Canada sees large drop in population amid international students crackdown | Canada


Canada experienced one of its largest drops in population in the most recent quarter, the result of a crackdown on international students. The drop marks dramatic turnaround for a country that has long pegged its economic growth to immigration.

New estimates released on Wednesday by Statistics Canada showed that Canada’s population fell by 0.2% in the third quarter to stand at 41.6 million, down from 41.65 million on 1 July.

It was the only other quarterly decline on record came in 2020, and was attributed to Covid-19 border restrictions.

The recent decline, however, is driven largely by a drop in the number of international students studying in Canada after Ottawa pledged to tamp down on the number of study permits issued.

Why is anti-immigrant sentiment on the rise in Canada? – video

Canada’s Liberal party, which oversaw record-levels of immigration under the tenure of former prime minister Justin Trudeau, has shifted course quickly after mounting pushback over what many saw as unsustainable migration.

In the third quarter of 2023, Canada’s quarterly population growth was the highest ever since 1957, with 420,000 people added to the country over that three-month span.

Non-permanent residents make up roughly 6.8% of the total population, down from 7.3% last quarter. The current prime minister Mark Carney has pledged to reduce the number of non-permanent residents in Canada to 5 per cent of the total population by the end of 2027.

Part of that plan involves cutting the number of international student permits in half, from a target of 305,900 new arrivals for 2025 to 155,000 in 2026, and 150,000 in each of 2027 and 2028. At the same time, the federal government plans to gently increase the number of permanent residents admitted into Canada. It anticipates admitting 395,000 new permanent residents in 2025, 380,000 in 2026, and 365,000 in 2027.
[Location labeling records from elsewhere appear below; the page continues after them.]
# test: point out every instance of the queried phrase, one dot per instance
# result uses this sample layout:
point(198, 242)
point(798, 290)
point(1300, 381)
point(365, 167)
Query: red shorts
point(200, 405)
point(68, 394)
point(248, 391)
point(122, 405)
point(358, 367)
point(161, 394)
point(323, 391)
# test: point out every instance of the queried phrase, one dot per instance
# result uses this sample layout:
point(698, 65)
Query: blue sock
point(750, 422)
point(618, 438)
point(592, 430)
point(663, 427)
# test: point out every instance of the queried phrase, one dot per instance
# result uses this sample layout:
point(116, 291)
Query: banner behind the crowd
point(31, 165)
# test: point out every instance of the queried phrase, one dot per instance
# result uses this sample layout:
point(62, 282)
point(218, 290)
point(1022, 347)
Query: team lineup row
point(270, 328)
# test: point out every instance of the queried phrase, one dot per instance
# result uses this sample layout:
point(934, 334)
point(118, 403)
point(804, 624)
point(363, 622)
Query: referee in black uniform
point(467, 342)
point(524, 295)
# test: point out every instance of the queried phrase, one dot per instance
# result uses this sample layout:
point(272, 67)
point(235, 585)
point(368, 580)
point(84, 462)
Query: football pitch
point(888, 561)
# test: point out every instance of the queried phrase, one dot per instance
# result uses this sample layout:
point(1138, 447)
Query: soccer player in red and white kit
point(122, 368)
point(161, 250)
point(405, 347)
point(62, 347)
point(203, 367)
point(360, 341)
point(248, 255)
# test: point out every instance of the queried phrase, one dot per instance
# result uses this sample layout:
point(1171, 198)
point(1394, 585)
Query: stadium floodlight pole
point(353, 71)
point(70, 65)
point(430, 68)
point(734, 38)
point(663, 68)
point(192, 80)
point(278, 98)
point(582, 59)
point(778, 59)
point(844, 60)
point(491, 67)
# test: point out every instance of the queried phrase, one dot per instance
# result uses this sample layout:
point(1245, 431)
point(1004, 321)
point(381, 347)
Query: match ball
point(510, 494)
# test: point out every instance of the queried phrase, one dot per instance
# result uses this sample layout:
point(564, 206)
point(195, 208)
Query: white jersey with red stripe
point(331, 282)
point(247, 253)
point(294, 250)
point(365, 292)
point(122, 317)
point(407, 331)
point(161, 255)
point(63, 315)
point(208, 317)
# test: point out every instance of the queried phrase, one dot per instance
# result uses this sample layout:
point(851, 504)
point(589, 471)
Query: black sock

The finance minister, François-Philippe Champagne, recently told reporters Canada had “exceeded our capacity to welcome” and provide services to immigrants in recent years.

Robert Kavcic, an economist at Bank of Montreal wrote in a note Wednesday that a “major population adjustment is well under way and it remains one of the biggest economic stories” in Canada.

“In order to hit the non-permanent resident target share, we’ll need to see population growth run barely above zero through 2028, before settling back into a longer-term run rate of just under 1%.”

“We’ve argued all along that the explosion in population growth – to nearly 1.3 million people within a year at one point – was playing a major role in many economic issues Canadian policymakers have been struggling to deal with,” he wrote adding he’s seen a “significant weakening” of the rental market, less pressure on services inflation and growth in real gross domestic product per capita are among the potential impacts he sees as a result of the decline.

The new figures show that every province and territory reported population decreases, apart from Alberta and Nunavut, both of which had increases of 0.2%.